Buck Moritz, Mehrshad Maliheh, Bertilsson Stefan
Department of Aquatic Sciences and Assessment, Swedish University of Agricultural Sciences, Lennart Hjelms väg 9, 75651 Uppsala, Sweden.
NAR Genom Bioinform. 2022 Aug 15;4(3):lqac060. doi: 10.1093/nargab/lqac060. eCollection 2022 Sep.
Recent advances in sequencing and bioinformatics have expanded the tree of life by providing genomes for uncultured environmentally relevant clades, either through metagenome-assembled genomes or through single-cell genomes. While this expanded diversity can provide novel insights into microbial population structure, most tools available for core-genome estimation are sensitive to genome completeness. Consequently, a major portion of the huge phylogenetic diversity uncovered by environmental genomic approaches remains excluded from such analyses. We present mOTUpan, a novel iterative Bayesian method for computing the core genome for sets of genomes of highly diverse completeness range. The likelihood for each gene cluster to belong to core or accessory genome is estimated by computing the probability of its presence/absence pattern in the target genome set. The core-genome prediction is computationally efficient and can be scaled up to thousands of genomes. It has shown comparable estimates to state-of-the-art tools Roary and PPanGGOLiN for high-quality genomes and is capable of using genomes at lower completeness thresholds. mOTUpan wraps a bootstrapping procedure to estimate the quality of a specific core-genome prediction, as the accuracy of each run will depend on the specific completeness distribution and the number of genomes in the dataset under scrutiny. mOTUpan is implemented in the mOTUlizer software package, and available at github.com/moritzbuck/mOTUlizer, under GPL 3.0 license.

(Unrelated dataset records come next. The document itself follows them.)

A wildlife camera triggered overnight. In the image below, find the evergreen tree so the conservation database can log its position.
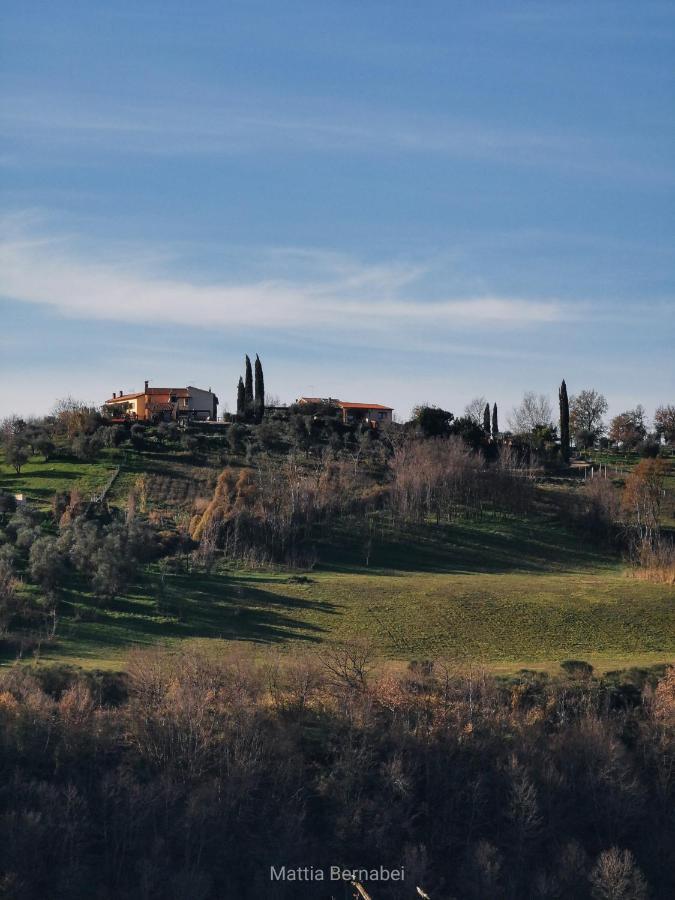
[558,378,570,460]
[244,353,254,419]
[237,376,246,419]
[254,353,265,422]
[483,403,490,437]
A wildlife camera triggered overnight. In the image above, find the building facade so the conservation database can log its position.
[104,381,218,422]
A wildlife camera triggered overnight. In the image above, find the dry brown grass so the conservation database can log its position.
[631,538,675,584]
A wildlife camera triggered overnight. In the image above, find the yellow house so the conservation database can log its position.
[105,381,218,422]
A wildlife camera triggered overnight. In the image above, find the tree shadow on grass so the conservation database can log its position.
[319,521,614,575]
[57,575,338,657]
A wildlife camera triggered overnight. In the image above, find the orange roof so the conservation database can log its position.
[337,400,393,412]
[105,388,190,404]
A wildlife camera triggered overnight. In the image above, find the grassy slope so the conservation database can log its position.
[2,452,675,669]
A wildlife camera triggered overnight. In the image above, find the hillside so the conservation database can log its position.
[0,446,675,670]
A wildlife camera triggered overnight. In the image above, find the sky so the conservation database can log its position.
[0,0,675,421]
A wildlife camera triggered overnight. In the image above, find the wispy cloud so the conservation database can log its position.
[0,221,572,338]
[0,91,673,183]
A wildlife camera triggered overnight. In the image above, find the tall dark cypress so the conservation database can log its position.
[244,353,254,419]
[558,378,570,460]
[254,353,265,422]
[237,375,246,419]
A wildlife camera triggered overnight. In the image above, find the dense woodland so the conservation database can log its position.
[0,644,675,900]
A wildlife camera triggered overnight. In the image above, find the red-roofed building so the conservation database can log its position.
[104,381,218,422]
[298,397,394,425]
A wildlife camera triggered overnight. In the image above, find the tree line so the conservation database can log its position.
[0,644,675,900]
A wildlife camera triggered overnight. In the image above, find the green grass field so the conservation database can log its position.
[0,442,675,670]
[11,520,675,669]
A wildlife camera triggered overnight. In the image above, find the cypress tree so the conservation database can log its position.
[237,375,246,419]
[483,403,490,437]
[254,353,265,422]
[244,353,254,419]
[558,378,570,461]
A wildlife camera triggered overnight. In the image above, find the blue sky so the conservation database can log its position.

测序技术和生物信息学的最新进展通过宏基因组组装基因组或单细胞基因组为未培养的环境相关进化枝提供基因组,从而扩展了生命之树。虽然这种扩展的多样性能够为微生物种群结构提供新的见解,但大多数可用于核心基因组估计的工具对基因组完整性很敏感。因此,环境基因组方法揭示的巨大系统发育多样性的很大一部分仍被排除在这类分析之外。我们提出了mOTUpan,这是一种新颖的迭代贝叶斯方法,用于计算高度不同完整性范围的基因组集的核心基因组。通过计算每个基因簇在目标基因组集中存在/缺失模式的概率,估计其属于核心基因组或辅助基因组的可能性。核心基因组预测在计算上效率很高,并且可以扩展到数千个基因组。对于高质量基因组,它已显示出与最先进的工具Roary和PPanGGOLiN相当的估计结果,并且能够使用完整性阈值较低的基因组。mOTUpan包含一个自展程序来估计特定核心基因组预测的质量,因为每次运行的准确性将取决于特定的完整性分布和所审查数据集中的基因组数量。mOTUpan在mOTUlizer软件包中实现,可在github.com/moritzbuck/mOTUlizer上获取,遵循GPL 3.0许可协议。